À cette réponse, Luizzi se sentit pris d’une de ces rages immodérées qui ont besoin de s’épandre au dehors par des actes violents. Certes, il aurait beaucoup donné à ce moment pour que l’être impassible qui était devant lui eût été un homme avec lequel il pût lutter pour le déchirer ou en être déchiré ; mais il connaissait son impuissance vis-à-vis de son terrible esclave, et le sentiment de cette impuissance redoubla cette fureur qui, ne sachant où se prendre, se tourna alors contre lui-même. Se frappant la poitrine, il se mit à crier :

– Oh ! je suis un misérable !

– Niais ! repartit le Diable sans sourciller.

– Je suis un lâche !

– Niais !

– Oh ! je suis fou, véritablement fou !

– Niais ! véritablement niais ! dit le Diable.

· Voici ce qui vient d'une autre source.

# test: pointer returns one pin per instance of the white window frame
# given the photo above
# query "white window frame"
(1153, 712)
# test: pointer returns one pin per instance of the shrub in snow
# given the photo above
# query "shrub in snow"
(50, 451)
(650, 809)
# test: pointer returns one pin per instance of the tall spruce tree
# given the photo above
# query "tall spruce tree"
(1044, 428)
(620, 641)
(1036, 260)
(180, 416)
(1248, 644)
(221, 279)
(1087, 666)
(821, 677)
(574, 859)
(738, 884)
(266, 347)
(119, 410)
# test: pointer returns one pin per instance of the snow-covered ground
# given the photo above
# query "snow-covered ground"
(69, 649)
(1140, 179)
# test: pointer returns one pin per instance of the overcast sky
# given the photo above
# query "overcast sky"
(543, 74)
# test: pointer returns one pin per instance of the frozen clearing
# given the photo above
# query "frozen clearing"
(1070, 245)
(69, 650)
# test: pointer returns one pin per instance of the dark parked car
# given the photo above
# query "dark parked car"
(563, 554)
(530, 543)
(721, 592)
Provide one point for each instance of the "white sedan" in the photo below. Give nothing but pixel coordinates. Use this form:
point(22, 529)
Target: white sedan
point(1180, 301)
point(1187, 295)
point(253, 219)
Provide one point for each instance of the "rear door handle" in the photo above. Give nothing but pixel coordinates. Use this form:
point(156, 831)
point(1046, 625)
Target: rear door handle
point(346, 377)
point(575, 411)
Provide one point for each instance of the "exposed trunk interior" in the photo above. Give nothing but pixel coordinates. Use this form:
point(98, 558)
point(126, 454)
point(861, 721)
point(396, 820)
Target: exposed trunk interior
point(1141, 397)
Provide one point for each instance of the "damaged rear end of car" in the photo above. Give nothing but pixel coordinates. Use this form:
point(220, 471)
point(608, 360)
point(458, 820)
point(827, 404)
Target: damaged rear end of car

– Satan, prends garde ! Je t’enchaînerai si bien à mes côtés que je te ferai regretter le temps qu’il te faudra employer à me perdre seul, tandis que mille victimes t’échapperont.

– Soit, dit le Diable ; où allons-nous ?

– À Orléans.

– Allons.

Et ils se mirent en marche.

– Chez qui allons-nous ? dit Satan, qui, ayant frappé sa première incisive avec l’ongle de son pouce, en fit jaillir une étincelle fulgurante à laquelle il alluma une grande pipe d’une forme très-singulière. Le fourneau avait une capacité immense, et elle était ornée d’un de ces longs et souples tuyaux qu’on tourne autour de soi. Luizzi ne put s’empêcher de la regarder, et le Diable s’en étant aperçu, lui dit :

– Tu remarques ma pipe ? Elle en vaut la peine. Depuis que l’architecture gothique est passée de mode, j’ai voulu utiliser les petits détails de la figure qu’elle m’avait donnée ; alors je me suis fait une pipe avec ma queue et mes cornes.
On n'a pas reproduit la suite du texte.